Beavers were once widespread in North America, with it estimated that 6 million thrived in our waterways before being trapped to near extinction in the 1800s. Unfortunately, removing beavers also removed their beneficial ecological impact, which includes cooler streams, greater habitat complexity, and increased biodiversity.

The same behaviors, such as felling trees and flooding sections of streams, that have huge ecological benefits can also conflict with the goals of landowners by threatening public safety and livelihoods. Without effective means of addressing these conflicts, landowners may perceive beaver presence as a threat and choose to lethally trap beavers to prevent future damage, even in cases where no current damage is occurring.

To gain the benefits of beaver activities throughout our watersheds, the National Wildlife Federation and the Clark Fork Coalition have partnered to support a pilot project focused on resolving these conflicts. As a Conflict Resolution Intern with the National Wildlife Federation, I was able to support the newly hired Conflict Resolution Beaver Tech, Elissa Chott, in a pilot project to build more acceptance for these crucial ecosystem engineers by effectively resolving the conflicts between their activities and the values of landowners.

Our main activities involved contacting landowners who have current conflicts, learning about their challenges, and installing a variety of technical solutions to address the threats posed by beaver activity. These solutions included tree fencing, pond levelers, beaver deceivers, and a variety of beaver fencing to prevent the damming of culverts or other pinch points along waterways. These technical solutions generally fall into two categories; preventing the felling of trees or preventing flooding.

These simple tools use our knowledge of beaver behavior to deter their activities in specific places where those activities are undesirable. Beaver deceivers, for example, enclose a drainage source for flooded ponds such that beavers cannot feel nor hear the running water.

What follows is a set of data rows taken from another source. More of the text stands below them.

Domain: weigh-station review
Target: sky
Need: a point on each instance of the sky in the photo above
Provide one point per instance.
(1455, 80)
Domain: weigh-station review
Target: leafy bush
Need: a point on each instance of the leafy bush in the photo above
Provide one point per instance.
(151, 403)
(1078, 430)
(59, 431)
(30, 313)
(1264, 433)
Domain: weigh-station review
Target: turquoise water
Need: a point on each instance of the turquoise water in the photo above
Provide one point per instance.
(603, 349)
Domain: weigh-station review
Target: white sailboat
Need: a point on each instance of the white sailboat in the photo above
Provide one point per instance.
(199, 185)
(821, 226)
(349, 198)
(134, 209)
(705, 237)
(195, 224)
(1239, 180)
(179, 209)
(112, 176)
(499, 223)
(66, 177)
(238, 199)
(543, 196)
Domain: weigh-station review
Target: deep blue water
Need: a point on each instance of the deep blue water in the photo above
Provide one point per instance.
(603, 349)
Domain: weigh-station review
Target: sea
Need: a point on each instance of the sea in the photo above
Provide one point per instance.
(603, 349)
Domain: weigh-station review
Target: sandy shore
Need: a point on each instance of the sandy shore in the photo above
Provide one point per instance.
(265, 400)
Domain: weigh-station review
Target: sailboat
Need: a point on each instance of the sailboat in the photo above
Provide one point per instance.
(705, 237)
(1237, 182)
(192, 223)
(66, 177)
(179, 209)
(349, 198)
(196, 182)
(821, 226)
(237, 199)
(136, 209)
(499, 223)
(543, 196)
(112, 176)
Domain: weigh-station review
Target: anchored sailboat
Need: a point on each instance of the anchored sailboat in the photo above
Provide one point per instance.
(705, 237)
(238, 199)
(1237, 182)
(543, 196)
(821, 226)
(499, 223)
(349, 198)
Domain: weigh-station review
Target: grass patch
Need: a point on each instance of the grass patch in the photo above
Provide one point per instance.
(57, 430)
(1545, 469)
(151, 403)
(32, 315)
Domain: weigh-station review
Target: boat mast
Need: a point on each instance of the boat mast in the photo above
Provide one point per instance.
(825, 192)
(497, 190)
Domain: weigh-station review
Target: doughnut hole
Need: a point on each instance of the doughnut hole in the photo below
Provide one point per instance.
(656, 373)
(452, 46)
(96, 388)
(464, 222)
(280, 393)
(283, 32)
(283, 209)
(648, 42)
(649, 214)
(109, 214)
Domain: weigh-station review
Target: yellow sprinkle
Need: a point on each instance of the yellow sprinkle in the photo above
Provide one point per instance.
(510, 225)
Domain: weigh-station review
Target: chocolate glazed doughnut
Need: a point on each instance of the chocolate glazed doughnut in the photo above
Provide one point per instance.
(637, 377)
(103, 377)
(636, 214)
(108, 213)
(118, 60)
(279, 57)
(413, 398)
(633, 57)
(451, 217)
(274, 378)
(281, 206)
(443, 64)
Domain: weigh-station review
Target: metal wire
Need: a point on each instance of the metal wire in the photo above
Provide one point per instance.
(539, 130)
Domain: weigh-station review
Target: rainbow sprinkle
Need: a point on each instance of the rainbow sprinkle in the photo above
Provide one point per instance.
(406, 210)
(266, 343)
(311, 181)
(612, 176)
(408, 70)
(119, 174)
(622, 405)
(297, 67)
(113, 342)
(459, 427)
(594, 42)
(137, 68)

Without this sensory stimulus of a leak, the pond can be drained to a tolerable height without the beavers responding with additional damming activity.

Techniques to prevent tree felling and flooding were implemented at a variety of highly visible public and private locations and coupled with informational materials to build understanding in our communities around the ways we can co-exist with beaver. Through this pilot project, it has been a privilege to not only put these techniques into action, but to demonstrate the potential benefits of this program as it continues to refine and expand this approach to human-wildlife conflict.

PHOTOS:

  • Beaver fencing around a previously chewed tree. This new fencing deters beavers from continuing to chew on large trees, which can become unstable and pose a risk to property and human safety, and redirects them to chew on smaller willows.
  • Pond leveler (the black tubing), and two structures of fencing. The goal with this technique is to allow beavers to dam on the fence around the culvert, but retain an unblocked drainage pipe to maintain the pond below flooding levels. 
  • Elissa Chott,  Conflict Resolution Beaver Tech (at left in red flannel) and Elyssa Kerr, Executive Director of Beavers Northwest (at right) explaining the technique and fielding questions from stakeholders during our day long demonstration project.